Владимиру Антоновичу не понравился выпад эксперта, и хотел он одернуть его, но смолчал. Баянов был уже совсем близко. Не блаженным, а ясным и лукавым было его детское лицо, будто еле сдерживался, чтобы не рассказать, не выпалить новенький анекдот вот так издали и самому расхохотаться первым. Но подошел он к ним спокойный, даже строгий. Деловито поздоровался с каждым за руку, будто не виделись они, по крайней мере, несколько дней, сказал эксперту, что тот посвежел, по-хозяйски присел к столу, оглядел всех по кругу, наслаждаясь их сдержанным нетерпением, бережно опустил обе ладони на стол, будто захлопнул крышку старой шкатулки, и только тогда произнес:

— Все ребята, кончай ночевать. Дело закрывается.

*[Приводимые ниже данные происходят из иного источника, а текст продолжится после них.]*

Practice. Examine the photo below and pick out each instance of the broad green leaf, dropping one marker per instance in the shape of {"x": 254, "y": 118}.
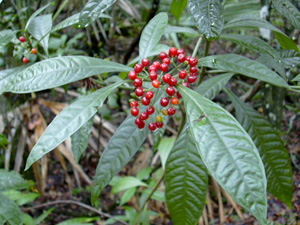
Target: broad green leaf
{"x": 212, "y": 86}
{"x": 58, "y": 71}
{"x": 208, "y": 17}
{"x": 39, "y": 28}
{"x": 68, "y": 122}
{"x": 164, "y": 148}
{"x": 252, "y": 43}
{"x": 126, "y": 183}
{"x": 11, "y": 180}
{"x": 178, "y": 7}
{"x": 271, "y": 148}
{"x": 152, "y": 33}
{"x": 242, "y": 65}
{"x": 186, "y": 181}
{"x": 228, "y": 152}
{"x": 33, "y": 16}
{"x": 80, "y": 139}
{"x": 9, "y": 212}
{"x": 123, "y": 145}
{"x": 92, "y": 10}
{"x": 288, "y": 10}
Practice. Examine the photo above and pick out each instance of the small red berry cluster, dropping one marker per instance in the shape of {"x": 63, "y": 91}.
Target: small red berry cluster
{"x": 33, "y": 50}
{"x": 164, "y": 74}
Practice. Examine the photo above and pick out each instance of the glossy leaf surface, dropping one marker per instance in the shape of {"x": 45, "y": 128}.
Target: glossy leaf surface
{"x": 152, "y": 34}
{"x": 68, "y": 122}
{"x": 242, "y": 65}
{"x": 58, "y": 71}
{"x": 271, "y": 148}
{"x": 228, "y": 152}
{"x": 208, "y": 17}
{"x": 186, "y": 181}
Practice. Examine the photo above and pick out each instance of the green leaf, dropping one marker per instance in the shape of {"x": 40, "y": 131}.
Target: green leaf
{"x": 288, "y": 10}
{"x": 39, "y": 28}
{"x": 92, "y": 10}
{"x": 58, "y": 71}
{"x": 186, "y": 181}
{"x": 242, "y": 65}
{"x": 164, "y": 148}
{"x": 9, "y": 211}
{"x": 212, "y": 86}
{"x": 68, "y": 122}
{"x": 178, "y": 7}
{"x": 228, "y": 152}
{"x": 208, "y": 17}
{"x": 11, "y": 180}
{"x": 152, "y": 34}
{"x": 271, "y": 148}
{"x": 80, "y": 139}
{"x": 126, "y": 183}
{"x": 252, "y": 43}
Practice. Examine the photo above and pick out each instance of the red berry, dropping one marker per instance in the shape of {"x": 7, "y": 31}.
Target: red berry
{"x": 156, "y": 83}
{"x": 159, "y": 124}
{"x": 182, "y": 74}
{"x": 138, "y": 68}
{"x": 144, "y": 116}
{"x": 166, "y": 78}
{"x": 145, "y": 101}
{"x": 153, "y": 75}
{"x": 138, "y": 82}
{"x": 164, "y": 67}
{"x": 175, "y": 101}
{"x": 145, "y": 62}
{"x": 25, "y": 60}
{"x": 170, "y": 91}
{"x": 22, "y": 39}
{"x": 149, "y": 95}
{"x": 173, "y": 81}
{"x": 132, "y": 75}
{"x": 135, "y": 111}
{"x": 181, "y": 58}
{"x": 134, "y": 103}
{"x": 150, "y": 110}
{"x": 166, "y": 60}
{"x": 164, "y": 102}
{"x": 152, "y": 126}
{"x": 139, "y": 91}
{"x": 171, "y": 111}
{"x": 163, "y": 55}
{"x": 192, "y": 79}
{"x": 193, "y": 61}
{"x": 172, "y": 52}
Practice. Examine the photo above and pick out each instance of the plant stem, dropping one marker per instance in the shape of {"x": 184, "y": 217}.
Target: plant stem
{"x": 202, "y": 73}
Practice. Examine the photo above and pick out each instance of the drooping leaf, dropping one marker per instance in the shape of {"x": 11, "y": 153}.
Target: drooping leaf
{"x": 242, "y": 65}
{"x": 121, "y": 148}
{"x": 288, "y": 10}
{"x": 228, "y": 152}
{"x": 208, "y": 17}
{"x": 39, "y": 28}
{"x": 252, "y": 43}
{"x": 58, "y": 71}
{"x": 80, "y": 139}
{"x": 68, "y": 122}
{"x": 186, "y": 181}
{"x": 212, "y": 86}
{"x": 152, "y": 33}
{"x": 271, "y": 148}
{"x": 178, "y": 7}
{"x": 92, "y": 10}
{"x": 9, "y": 212}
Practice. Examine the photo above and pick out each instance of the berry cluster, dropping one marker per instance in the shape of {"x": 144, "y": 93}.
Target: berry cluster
{"x": 165, "y": 74}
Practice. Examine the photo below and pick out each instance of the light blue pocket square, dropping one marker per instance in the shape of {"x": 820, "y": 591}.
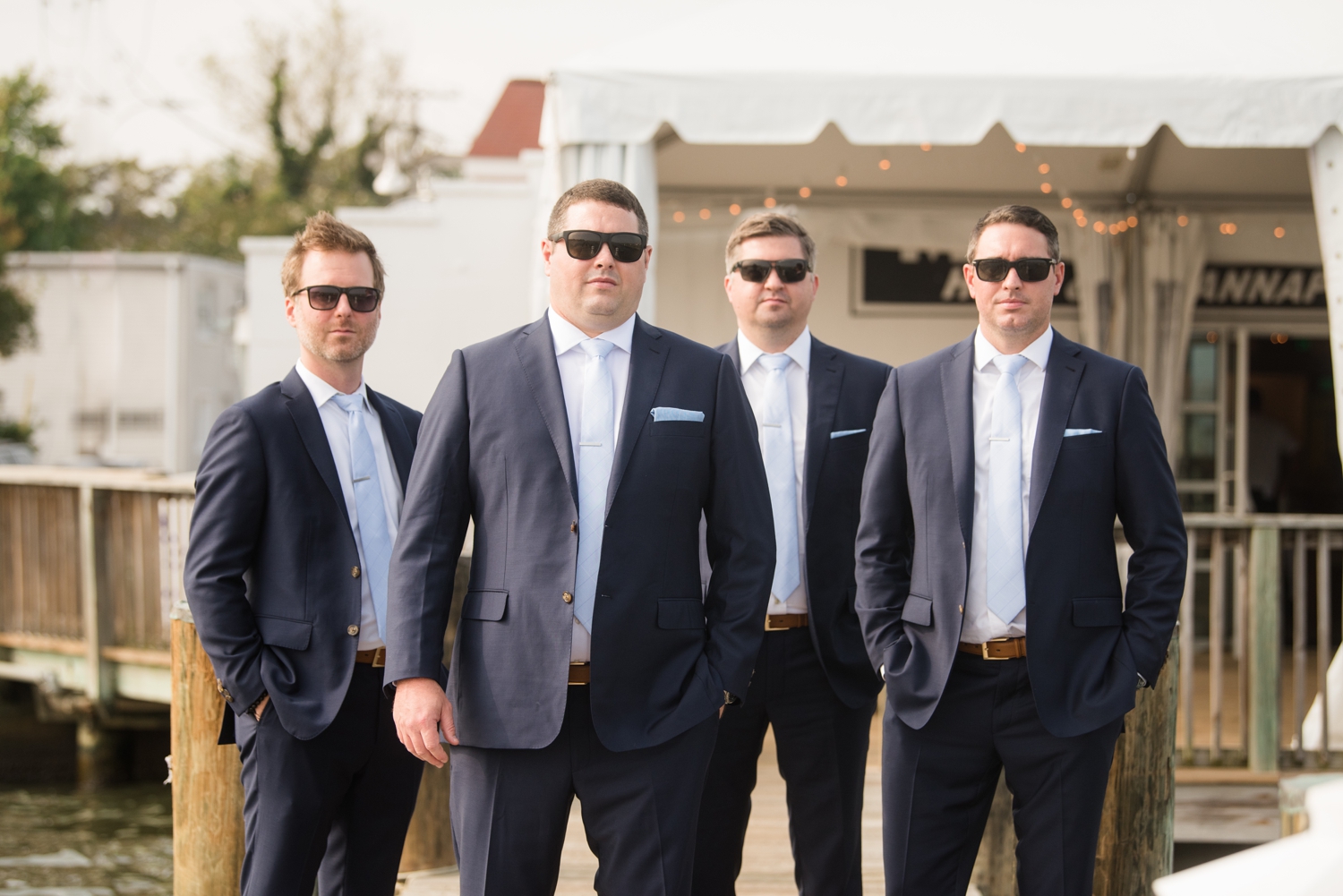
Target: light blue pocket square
{"x": 676, "y": 414}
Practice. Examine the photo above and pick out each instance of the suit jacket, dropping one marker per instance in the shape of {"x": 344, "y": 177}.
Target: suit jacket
{"x": 1085, "y": 645}
{"x": 843, "y": 394}
{"x": 496, "y": 449}
{"x": 268, "y": 571}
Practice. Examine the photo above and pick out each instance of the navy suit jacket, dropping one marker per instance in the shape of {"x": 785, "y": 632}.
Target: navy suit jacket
{"x": 843, "y": 394}
{"x": 496, "y": 449}
{"x": 1085, "y": 644}
{"x": 269, "y": 568}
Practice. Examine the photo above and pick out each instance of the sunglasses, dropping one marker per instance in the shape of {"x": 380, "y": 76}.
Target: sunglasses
{"x": 791, "y": 270}
{"x": 587, "y": 243}
{"x": 1031, "y": 270}
{"x": 324, "y": 298}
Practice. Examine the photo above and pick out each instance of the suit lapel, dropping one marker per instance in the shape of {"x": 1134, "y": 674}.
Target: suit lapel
{"x": 535, "y": 351}
{"x": 959, "y": 405}
{"x": 647, "y": 357}
{"x": 1063, "y": 373}
{"x": 398, "y": 437}
{"x": 311, "y": 430}
{"x": 824, "y": 383}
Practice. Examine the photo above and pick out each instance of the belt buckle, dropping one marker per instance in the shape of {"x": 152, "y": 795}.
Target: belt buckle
{"x": 983, "y": 648}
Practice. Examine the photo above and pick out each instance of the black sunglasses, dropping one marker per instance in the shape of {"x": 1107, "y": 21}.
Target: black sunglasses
{"x": 587, "y": 243}
{"x": 324, "y": 298}
{"x": 1031, "y": 270}
{"x": 791, "y": 270}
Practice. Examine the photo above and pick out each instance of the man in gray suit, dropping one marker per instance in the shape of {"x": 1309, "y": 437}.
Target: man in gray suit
{"x": 586, "y": 448}
{"x": 988, "y": 584}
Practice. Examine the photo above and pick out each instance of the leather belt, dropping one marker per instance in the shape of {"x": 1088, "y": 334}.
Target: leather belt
{"x": 782, "y": 621}
{"x": 997, "y": 649}
{"x": 376, "y": 657}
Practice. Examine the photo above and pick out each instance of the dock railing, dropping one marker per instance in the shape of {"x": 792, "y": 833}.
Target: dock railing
{"x": 1248, "y": 681}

— Это как так? — ехидно поинтересовался эксперт, нарушив молчаливый договор не торопить «архангельские» вести.

Баянов выдержал паузу, но его никто не подгонял, и он стал рассказывать, хотя вроде бы и докладывал:

— Как? Да вот так: Чарусова вчера увезли из Хазаргая в областную больницу. По вызову фельдшера за ним пришла машина санавиации. Диагноза не помню, но что-то с сердцем — латынь какая-то. Дело серьезное, но из больницы сказали, что надежды имеются... Черт бы его побрал, столько из-за него... А ему игрушки! — вдруг рассвирепел Архангел. — Эксперименты, понимаешь! Мы тут как черти болотные... Он ведь что? — он ведь йогом был! Представляешь — йогом! Это в лесу-то? Ну ежься там в своем городе сколько влезет, а мы-то при чем? Вот и доёжился!

— Давайте по порядку, Серафим Иннокентьевич! — попросил Размыкин. — А то не понятно ничего.

— Чего тут непонятного? Все понятно! — сказал Витязев, узнавший главное и потерявший интерес к подробностям. На лице его было написано, что он ничего другого и не ожидал, что все более-менее так и должно было быть и что пора заняться делом. Однако дела для занятия теперь не было, и он остался вместе со всеми и стал слушать Баянова.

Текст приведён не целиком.